The Distinguished Law Fellows program is modeled after the university’s prestigious Foundation Fellows program, which was established in 1972. The initial fellows of the law school’s program will be known as Philip H. Alston Jr. Distinguished Law Fellows and will be announced later this year.

Benefits of being an Alston Distinguished Law Fellow will include a professional development stipend to be used at the end of the fellow’s first and second years of law school for summer externships, study-abroad offerings or research projects; special travel opportunities to meet some of the nation’s foremost legal advocates and jurists, including U.S. Supreme Court justices; and a full-tuition scholarship.

Robert G. “Bob” Edge, legal counsel for the Goddard Foundation and senior counsel at the law firm Alston & Bird, said the trustees of the Goddard Foundation are pleased to help launch this significant new program at Georgia Law.

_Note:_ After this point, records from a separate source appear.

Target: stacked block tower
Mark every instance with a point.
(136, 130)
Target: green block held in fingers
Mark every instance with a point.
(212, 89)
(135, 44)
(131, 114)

“Just as the Foundation Fellows program for undergraduates has helped attract many of our nation’s most outstanding college-bound students to UGA, the Goddard Foundation trustees believe that the new Distinguished Law Fellows program can do the same for the law school,” Edge said. “It is very fitting that the first of these law fellowships will bear the name of Philip Alston Jr. because he was so devoted to the university that he served so well in so many capacities and because he, as the head of a major law firm himself, recognized that making the School of Law excellent in every way was vitally important to our state and region—and to his beloved alma mater.”